Orgelbau Pieringer e.U.
- Company type: private company
- Industry: pipe organ manufacturing
- Founded: 1996 in Haag, Austria
- Founder: Johann Pieringer
- Headquarters: Holzleiten 4, A-3350 Haag, Austria
- Owner: Johann Pieringer
- Website: orgelbau-pieringer.at

= Orgelbau Pieringer =

Austrian organ building company

Orgelbau Pieringer is an Austrian organ building company based in the city of Haag in Lower Austria. The founder and owner of the company is the Haag organ builder Johann Pieringer. Orgelbau Pieringer is a reputable organ workshop active for 25 years throughout Austria, Germany and Croatia, as well as a member of International Society of Organbuilders.

== History ==
After completing his professional training as an organ builder in a master workshop in Sankt Florian (Upper Austria) and successfully passing the final apprenticeship examination (1982) as well as master's examination (1989) for the organ building, Johann Pieringer set up his own business in 1996 and founded his organ workshop in the city of Haag. In 2003 the new workshop was built in Haag and the company headquarters moved from Johannesgasse to Holzleiten.

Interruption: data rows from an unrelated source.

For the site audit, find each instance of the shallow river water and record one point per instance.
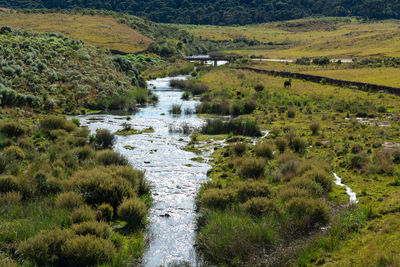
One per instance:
(174, 177)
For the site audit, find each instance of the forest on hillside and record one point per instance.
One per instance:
(226, 12)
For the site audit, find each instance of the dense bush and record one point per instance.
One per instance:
(83, 214)
(217, 198)
(12, 129)
(109, 157)
(9, 183)
(239, 148)
(237, 126)
(246, 190)
(308, 184)
(315, 127)
(99, 186)
(133, 211)
(69, 200)
(229, 238)
(87, 251)
(13, 153)
(260, 206)
(99, 229)
(107, 212)
(104, 138)
(251, 168)
(45, 248)
(53, 122)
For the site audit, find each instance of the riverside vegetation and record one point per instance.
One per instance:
(274, 202)
(66, 197)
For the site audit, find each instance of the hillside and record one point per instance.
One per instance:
(99, 31)
(226, 12)
(333, 37)
(108, 29)
(50, 71)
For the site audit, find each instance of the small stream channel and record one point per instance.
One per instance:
(174, 177)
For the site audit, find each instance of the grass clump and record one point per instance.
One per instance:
(244, 127)
(229, 238)
(104, 138)
(54, 122)
(175, 109)
(239, 148)
(308, 212)
(69, 200)
(100, 186)
(83, 214)
(12, 129)
(217, 198)
(260, 206)
(88, 251)
(251, 167)
(98, 229)
(133, 211)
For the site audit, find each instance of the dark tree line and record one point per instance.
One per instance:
(226, 12)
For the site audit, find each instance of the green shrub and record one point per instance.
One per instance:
(83, 214)
(322, 178)
(69, 200)
(13, 153)
(230, 239)
(315, 127)
(99, 229)
(53, 122)
(217, 198)
(244, 127)
(239, 148)
(104, 138)
(9, 183)
(84, 153)
(87, 251)
(250, 189)
(45, 248)
(10, 198)
(289, 192)
(12, 129)
(110, 157)
(308, 212)
(307, 184)
(260, 206)
(133, 211)
(107, 212)
(281, 144)
(291, 113)
(251, 168)
(98, 186)
(259, 87)
(264, 149)
(175, 109)
(135, 177)
(299, 145)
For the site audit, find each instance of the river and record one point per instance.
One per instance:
(174, 177)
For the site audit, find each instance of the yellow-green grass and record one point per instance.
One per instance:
(312, 37)
(382, 76)
(99, 31)
(378, 240)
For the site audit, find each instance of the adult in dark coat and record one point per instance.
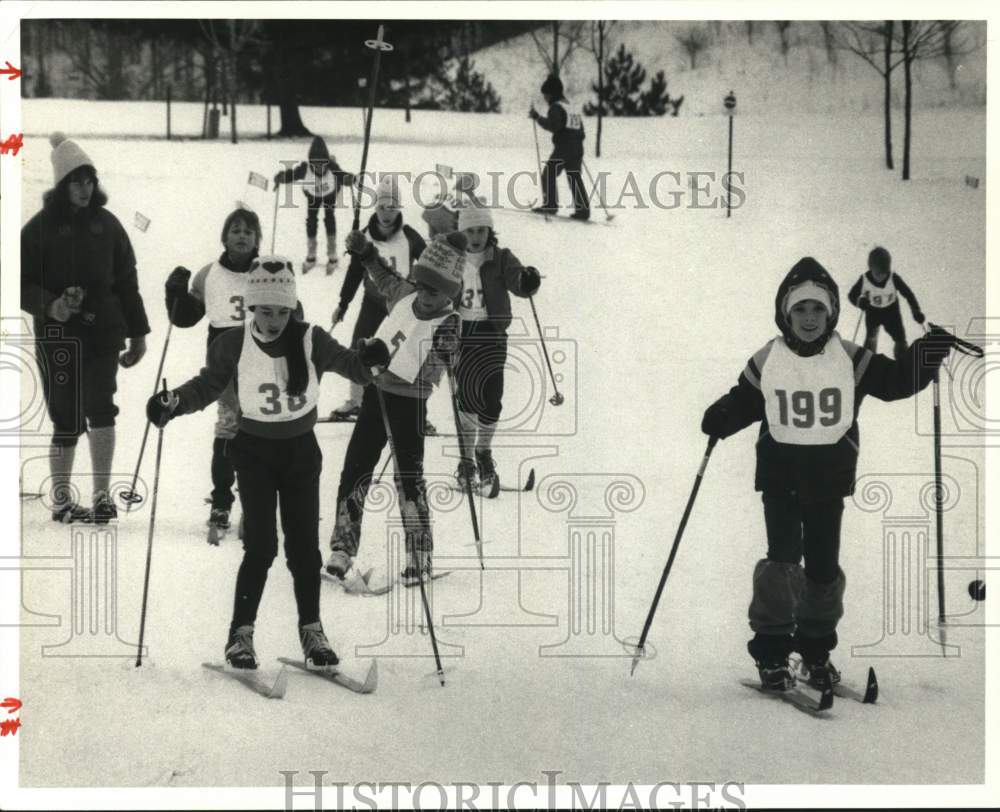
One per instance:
(78, 282)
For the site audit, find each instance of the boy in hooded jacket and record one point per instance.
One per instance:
(806, 387)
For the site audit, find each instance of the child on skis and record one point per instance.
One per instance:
(806, 387)
(321, 179)
(422, 327)
(275, 363)
(397, 243)
(219, 291)
(875, 294)
(491, 274)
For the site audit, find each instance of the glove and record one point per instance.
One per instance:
(357, 243)
(133, 355)
(177, 281)
(160, 408)
(374, 353)
(715, 420)
(531, 281)
(935, 346)
(67, 305)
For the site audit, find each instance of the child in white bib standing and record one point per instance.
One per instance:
(806, 387)
(275, 363)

Orgelbau Pieringer mainly builds positive, house, concert and church organs designed in the classic mechanical manner of construction. Other services of the company also include cleaning and reconstruction, restoration of historical organs, intonation and tuning adapted to the organ's style and location, maintenance, organ relocation and transport as well as harmonium repairs. The company mostly operates throughout Austria, but has also realized some significant projects in Germany and Croatia, such as the construction of the organ in the choir chapel of the Frauenchiemsee monastery, the organ in the chapel of the Society of the Sisters of Our Lady in Zagreb and the organ in the parish church of Our Lady of Loreto in Zadar.

== Works (selection) ==
P = Pedal keyboard

| City | Church | Year | Picture | Manuals | Stops | Remarks |
|---|---|---|---|---|---|---|
| Großgmain | Parish church | 2000 |  | II/P | 17 | The organ in the church of Großgmain is the only two-manual organ by Ludwig Mooser that has been almost completely preserved. During a restoration by Orgelbau Pieringer in 2000, the Dolce 4' and the Bassposaune 8' were reconstructed. The storage bellows were installed by Mauracher at the end of the nineteenth century. |
| Kematen an der Ybbs | Parish church | 2000 |  | II/P | 13 |  |
| Zeillern | Parish church | 2003 |  | II/P | 21 | The organ, originally built by Johann Lachmayr in 1906 and rebuilt by Paul Heer in 1961, was replaced in 2003 by a new instrument built into the original case. The new organ of the parish church of Zeillern, built by Orgelbau Pieringer from Haag, was inaugurated on 14 February 2004 by prelate Dr. Walter Graf. |
| Hallwang | Parish church | 2005 |  | II/P | 19 |  |
| Matzleinsdorf | Parish church | 2006 |  | II/P | 12 |  |
| Sankt Marien | Parish church | 2008 |  | II/P | 15 |  |
| Liefering | Parish church of the Apostles Peter and Paul | 2009 |  | II/P | 15 |  |
| Scheibbs | St. Barbara Monastery Church | 2010 |  | III/P | 17 |  |
| Ybbs an der Donau | Parish church of St. Lawrence | 2012 |  | III/P | 30 | The baroque organ was made by Bartholomäus Heintzer in 1723 after the town fire in 1716. From 2009 to 2012 the organ was de facto rebuilt by Orgelbau Pieringer in the existing housing. |
| Wolfern | Parish church | 2014 |  | II/P | 20 |  |

== Awards and honors ==
- 2007 – Ausbilder-Trophy 2007, 3rd prize for the training of apprentices in the fields of business and entrepreneurship.
- 2007 – nomination for the Austrian Adolf Loos Prize for the »Klangwürfel« organ project.
- 2014 – Austrian Maecenas Prize in the category Best Cultural Sponsorship of Small and Medium-Sized Enterprises for the financing of the concert series "Orgelkunst 2013" at Ybbs an der Donau.